To determine weather hrp84 is bound to poly(A)⁺ RNA (mRNA) both in the nucleus and cytoplasm, C. tentans tissue culture cells were exposed to UV-light, which cross-links protein-RNA complexes in vivo (47). Nuclear and cytoplasmic fractions were prepared and heated in the presence of SDS and mercaptoethanol to break non-covalent associations. The cross-linked RNA-protein complexes were collected onto oligo(dT) cellulose, and after washing the RNPs were eluted. The samples were further digested with RNase A and examined with SDS-PAGE followed by Western blotting using the monoclonal hrp84 antibody. As shown in Fig. 4C (lanes 1 and 2), hrp84 was cross-linked to both nuclear and cytoplasmic poly (A)⁺ RNA. The hrp84 protein did not co-purify with the mRNA when the ultraviolet was omitted (Fig. 4C, lanes 3 and 4). Thus, both the nuclear and cytoplasmic hrp84 is bound to mRNA.
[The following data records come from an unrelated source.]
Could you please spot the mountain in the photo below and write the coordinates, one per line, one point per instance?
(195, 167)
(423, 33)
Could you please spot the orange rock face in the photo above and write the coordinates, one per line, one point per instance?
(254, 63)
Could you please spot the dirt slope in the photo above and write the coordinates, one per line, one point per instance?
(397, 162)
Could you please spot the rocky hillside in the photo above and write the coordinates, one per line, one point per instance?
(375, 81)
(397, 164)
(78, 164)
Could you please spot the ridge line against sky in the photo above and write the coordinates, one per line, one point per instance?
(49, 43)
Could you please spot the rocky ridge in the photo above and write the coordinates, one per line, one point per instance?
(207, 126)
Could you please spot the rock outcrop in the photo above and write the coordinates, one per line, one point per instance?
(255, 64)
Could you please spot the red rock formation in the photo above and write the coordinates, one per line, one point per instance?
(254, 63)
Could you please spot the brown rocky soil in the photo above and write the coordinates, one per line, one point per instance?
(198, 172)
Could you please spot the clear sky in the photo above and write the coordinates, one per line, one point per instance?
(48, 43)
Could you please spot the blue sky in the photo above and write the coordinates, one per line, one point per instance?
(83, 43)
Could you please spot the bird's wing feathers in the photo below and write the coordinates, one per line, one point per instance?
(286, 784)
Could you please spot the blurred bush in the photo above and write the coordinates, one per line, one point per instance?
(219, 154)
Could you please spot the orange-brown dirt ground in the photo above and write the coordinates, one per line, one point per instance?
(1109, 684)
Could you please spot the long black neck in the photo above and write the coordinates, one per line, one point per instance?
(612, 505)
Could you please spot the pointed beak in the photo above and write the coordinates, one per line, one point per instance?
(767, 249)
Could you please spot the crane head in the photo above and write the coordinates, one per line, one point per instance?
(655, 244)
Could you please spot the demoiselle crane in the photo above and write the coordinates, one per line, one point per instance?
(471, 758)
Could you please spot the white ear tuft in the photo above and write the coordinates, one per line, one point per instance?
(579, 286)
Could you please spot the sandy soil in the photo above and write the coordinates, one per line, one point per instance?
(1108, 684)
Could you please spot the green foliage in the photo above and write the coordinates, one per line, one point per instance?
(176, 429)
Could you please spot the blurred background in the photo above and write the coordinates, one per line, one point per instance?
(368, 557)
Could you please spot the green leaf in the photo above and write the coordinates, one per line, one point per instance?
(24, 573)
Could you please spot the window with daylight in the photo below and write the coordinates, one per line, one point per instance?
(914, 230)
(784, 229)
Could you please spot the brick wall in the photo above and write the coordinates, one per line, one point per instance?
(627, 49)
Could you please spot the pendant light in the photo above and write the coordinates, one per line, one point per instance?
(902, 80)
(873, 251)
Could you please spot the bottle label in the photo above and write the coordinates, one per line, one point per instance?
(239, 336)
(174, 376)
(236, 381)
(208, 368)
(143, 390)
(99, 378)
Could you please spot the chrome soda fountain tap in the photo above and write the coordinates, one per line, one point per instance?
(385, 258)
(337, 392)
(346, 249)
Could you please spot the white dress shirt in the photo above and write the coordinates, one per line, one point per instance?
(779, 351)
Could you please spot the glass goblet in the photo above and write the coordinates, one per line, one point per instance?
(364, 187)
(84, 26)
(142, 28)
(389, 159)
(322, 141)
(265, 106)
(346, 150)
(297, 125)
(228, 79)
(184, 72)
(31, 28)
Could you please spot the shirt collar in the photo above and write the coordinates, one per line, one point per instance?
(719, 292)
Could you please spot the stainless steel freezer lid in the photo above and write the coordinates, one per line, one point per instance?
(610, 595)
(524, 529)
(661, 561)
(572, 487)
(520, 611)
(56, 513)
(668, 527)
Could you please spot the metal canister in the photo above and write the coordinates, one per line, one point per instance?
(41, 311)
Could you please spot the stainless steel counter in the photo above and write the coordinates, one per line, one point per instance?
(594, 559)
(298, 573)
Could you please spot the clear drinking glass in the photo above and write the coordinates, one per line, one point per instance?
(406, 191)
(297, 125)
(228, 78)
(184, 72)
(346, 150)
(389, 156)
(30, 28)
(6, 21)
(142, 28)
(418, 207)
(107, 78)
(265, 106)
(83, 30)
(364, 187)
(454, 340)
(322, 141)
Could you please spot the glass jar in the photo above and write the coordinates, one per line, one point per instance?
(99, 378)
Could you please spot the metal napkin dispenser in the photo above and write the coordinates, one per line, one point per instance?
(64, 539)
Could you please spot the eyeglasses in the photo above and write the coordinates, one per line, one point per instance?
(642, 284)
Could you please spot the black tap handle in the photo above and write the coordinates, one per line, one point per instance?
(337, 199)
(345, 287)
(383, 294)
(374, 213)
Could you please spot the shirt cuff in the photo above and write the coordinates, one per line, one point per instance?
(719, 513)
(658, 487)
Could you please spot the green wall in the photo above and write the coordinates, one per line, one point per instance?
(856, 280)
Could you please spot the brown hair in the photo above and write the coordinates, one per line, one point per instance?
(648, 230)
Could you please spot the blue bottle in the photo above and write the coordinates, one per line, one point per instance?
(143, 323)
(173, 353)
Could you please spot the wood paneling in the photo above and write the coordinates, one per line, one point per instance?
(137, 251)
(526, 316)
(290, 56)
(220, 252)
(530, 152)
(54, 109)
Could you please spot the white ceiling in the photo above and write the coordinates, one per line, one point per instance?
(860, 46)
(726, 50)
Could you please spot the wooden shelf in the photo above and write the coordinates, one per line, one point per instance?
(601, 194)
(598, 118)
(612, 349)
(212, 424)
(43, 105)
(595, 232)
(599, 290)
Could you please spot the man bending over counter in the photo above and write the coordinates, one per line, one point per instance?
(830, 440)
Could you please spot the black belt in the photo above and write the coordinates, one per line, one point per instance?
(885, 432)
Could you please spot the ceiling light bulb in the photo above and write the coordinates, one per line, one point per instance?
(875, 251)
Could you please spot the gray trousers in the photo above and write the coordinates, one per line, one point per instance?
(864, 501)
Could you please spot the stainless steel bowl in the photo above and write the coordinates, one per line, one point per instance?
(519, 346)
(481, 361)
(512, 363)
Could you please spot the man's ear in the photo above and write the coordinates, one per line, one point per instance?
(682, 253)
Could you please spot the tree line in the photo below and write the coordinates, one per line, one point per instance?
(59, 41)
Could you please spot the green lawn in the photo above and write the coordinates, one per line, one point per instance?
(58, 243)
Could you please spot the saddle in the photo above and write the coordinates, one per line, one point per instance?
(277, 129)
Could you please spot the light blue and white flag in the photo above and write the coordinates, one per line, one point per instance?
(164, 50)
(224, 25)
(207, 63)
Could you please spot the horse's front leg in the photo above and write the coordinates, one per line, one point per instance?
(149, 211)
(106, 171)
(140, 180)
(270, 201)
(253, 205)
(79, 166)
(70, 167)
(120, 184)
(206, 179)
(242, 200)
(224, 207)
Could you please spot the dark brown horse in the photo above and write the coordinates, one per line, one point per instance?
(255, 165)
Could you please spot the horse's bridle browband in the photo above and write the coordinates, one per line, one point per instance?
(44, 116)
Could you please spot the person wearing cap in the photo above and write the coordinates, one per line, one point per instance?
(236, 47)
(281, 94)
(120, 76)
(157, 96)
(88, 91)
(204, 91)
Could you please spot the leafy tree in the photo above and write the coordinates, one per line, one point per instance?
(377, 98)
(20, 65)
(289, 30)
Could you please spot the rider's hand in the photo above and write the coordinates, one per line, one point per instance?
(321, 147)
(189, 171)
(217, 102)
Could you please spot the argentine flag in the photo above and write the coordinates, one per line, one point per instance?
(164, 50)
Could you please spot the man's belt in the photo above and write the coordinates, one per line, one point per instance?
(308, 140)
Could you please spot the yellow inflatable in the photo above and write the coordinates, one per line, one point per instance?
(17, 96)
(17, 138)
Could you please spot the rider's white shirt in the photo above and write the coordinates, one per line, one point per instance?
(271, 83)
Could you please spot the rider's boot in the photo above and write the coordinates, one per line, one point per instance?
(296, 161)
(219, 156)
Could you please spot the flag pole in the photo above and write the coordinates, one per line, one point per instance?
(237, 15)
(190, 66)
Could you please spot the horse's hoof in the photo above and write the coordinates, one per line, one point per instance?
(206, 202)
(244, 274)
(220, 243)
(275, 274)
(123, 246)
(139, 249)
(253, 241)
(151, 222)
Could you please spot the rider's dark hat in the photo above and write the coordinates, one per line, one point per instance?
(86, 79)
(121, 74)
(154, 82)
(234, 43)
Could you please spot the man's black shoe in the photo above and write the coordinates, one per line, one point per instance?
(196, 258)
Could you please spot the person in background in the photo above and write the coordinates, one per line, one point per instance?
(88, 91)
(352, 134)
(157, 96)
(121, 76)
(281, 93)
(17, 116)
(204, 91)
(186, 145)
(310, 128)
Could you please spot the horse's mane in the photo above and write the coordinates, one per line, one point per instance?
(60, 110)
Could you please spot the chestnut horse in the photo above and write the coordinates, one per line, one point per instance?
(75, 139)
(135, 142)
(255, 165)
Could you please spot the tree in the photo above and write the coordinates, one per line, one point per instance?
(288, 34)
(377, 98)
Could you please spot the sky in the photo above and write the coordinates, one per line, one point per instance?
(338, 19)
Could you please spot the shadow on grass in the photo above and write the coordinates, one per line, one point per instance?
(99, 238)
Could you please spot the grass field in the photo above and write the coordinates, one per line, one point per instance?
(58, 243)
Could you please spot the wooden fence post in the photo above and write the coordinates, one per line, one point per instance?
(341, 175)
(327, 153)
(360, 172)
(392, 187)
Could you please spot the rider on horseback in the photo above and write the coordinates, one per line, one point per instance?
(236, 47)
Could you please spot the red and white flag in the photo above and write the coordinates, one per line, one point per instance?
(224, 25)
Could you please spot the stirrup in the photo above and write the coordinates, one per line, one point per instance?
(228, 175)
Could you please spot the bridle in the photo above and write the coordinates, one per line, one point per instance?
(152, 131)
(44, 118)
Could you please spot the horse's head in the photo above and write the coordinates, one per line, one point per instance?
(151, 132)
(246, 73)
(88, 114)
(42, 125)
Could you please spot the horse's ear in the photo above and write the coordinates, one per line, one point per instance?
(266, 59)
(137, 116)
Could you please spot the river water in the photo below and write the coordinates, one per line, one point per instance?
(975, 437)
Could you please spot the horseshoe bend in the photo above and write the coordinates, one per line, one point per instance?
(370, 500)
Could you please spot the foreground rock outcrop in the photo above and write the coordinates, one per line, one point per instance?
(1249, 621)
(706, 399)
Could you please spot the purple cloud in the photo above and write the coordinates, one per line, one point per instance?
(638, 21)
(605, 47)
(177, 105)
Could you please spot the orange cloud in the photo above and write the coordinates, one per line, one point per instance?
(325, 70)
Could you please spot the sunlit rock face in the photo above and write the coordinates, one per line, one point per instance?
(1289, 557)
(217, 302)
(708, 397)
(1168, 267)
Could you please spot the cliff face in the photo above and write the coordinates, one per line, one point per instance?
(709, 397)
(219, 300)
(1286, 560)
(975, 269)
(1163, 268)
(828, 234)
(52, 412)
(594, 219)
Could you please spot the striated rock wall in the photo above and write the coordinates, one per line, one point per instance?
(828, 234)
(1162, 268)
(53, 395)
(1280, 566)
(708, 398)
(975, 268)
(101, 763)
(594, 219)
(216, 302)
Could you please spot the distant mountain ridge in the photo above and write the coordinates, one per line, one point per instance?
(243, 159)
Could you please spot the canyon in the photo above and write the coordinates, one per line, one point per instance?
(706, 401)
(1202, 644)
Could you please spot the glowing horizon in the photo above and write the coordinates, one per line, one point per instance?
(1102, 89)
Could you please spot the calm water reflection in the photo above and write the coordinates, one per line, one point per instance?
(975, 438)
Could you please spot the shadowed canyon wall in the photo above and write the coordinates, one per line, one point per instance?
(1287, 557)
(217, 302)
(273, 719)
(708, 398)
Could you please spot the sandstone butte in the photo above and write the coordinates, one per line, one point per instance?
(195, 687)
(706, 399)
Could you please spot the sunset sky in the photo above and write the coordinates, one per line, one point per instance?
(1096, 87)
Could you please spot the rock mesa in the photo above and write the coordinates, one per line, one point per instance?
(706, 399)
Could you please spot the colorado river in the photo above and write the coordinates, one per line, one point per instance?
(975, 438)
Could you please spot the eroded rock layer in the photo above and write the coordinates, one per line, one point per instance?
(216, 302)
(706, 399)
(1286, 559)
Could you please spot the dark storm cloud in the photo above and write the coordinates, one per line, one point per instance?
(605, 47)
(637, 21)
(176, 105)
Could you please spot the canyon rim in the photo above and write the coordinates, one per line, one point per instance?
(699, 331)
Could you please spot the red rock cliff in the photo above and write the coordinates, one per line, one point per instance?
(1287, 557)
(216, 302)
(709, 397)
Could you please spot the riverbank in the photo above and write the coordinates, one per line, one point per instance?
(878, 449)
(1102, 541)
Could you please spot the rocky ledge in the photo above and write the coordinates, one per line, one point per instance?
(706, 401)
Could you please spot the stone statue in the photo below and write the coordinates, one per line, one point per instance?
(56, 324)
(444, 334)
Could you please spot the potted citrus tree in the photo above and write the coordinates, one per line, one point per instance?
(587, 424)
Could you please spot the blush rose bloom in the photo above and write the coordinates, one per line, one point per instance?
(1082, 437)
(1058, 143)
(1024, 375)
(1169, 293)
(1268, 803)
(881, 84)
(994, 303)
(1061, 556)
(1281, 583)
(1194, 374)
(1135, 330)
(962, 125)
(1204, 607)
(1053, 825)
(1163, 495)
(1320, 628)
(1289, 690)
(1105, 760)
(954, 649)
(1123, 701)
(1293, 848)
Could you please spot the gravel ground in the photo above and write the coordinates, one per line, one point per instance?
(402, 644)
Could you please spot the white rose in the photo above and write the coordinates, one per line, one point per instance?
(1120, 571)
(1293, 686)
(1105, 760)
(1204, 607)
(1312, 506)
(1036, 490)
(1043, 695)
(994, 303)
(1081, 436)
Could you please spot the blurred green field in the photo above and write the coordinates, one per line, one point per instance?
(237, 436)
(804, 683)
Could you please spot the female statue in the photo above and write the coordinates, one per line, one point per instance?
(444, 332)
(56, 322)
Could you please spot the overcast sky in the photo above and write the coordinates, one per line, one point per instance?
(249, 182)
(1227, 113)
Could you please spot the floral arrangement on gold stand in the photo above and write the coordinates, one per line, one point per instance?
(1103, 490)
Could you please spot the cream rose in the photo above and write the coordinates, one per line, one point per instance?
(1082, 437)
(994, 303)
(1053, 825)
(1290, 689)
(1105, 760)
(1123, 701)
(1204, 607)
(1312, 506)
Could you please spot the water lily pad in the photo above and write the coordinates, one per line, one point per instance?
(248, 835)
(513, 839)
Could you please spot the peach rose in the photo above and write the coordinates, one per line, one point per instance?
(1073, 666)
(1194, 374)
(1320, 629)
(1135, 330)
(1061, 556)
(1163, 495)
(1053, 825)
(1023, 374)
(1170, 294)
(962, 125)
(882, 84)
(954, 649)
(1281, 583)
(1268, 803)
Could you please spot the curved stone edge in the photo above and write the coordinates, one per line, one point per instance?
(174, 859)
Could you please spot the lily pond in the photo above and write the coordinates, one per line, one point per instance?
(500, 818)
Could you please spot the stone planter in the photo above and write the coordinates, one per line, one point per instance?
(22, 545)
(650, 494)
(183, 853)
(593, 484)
To decide whether hrp84 is present in polysomes, cytoplasmic extracts were prepared and the polysomes resolved by sedimentation in sucrose gradients. The position of polysomes, monosomes and ribosomal subunits were determined by A₂₅₄ measurements (Fig. 5A) and by agarose gel electrophoreses of RNA in the collected fractions (data not shown). The hrp84 protein was analyzed by immunoblotting of the various fractions. Fig. 5B shows that hrp84 was present in the polysome region although most of the protein was recorded in the lighter fractions (fractions 12-15). As suggested by cross-linking experiments (data not shown), the relatively large amount of hrp84 in the top fractions is probably at least to a considerable extent due to release of loosely bound hrp84 from the polysomes during the extraction procedure (cf. loosely bound hrp36 in Ref. 48). The appearance of hrp84 in the polysome-containing fractions was sensitive to EDTA treatment (Fig. 5B), which causes the dissociation of ribosomes from mRNA (Fig. 5A). We conclude that hrp84 is associated with polysomes. In conclusion, hrp84 is bound to mRNA both in the nucleus and cytoplasm. At least some hrp84 remains linked to polysomes during translation.

hrp84 Interacts Directly with the Y-box Protein ctYB-1—The observed behavior of hrp84 is similar to that earlier reported for another C. tentans RNA-binding protein, the Y-box protein ctYB-1. This protein is also bound to mRNA sequences both in the nucleus and cytoplasm and is associated with the endoplasmic reticulum (35) We now also show that ctYB-1 cosediments with polysomes in an EDTA-sensitive manner, suggesting that ctYB-1 is present in polysomes (Fig. 5C).

To determine whether hrp84 and ctYB-1 are closely associated both in the nucleus and cytoplasm, we immunoprecipitated hrp84 from the nuclear and cytoplasmic extracts and tested for co-precipitation of ctYB-1 by immunoblotting. As shown in Fig. 6A, ctYB-1 was coupled to hrp84 in both the nuclear and the cytoplasmic samples (lanes 3 and 5). Addition of RNase A to the extracts before immunoprecipitation did not prevent ctYB-1 from co-precipitating with hrp84 (Fig. 6A, lanes 4 and 6, respectively). Immunoprecipitation by a rat antimouse antibody did not bring down ctYB-1 (lane 7). These results suggested that hrp84 and ctYB-1 are linked to each other in a complex in the nucleus as well as in the cytoplasm.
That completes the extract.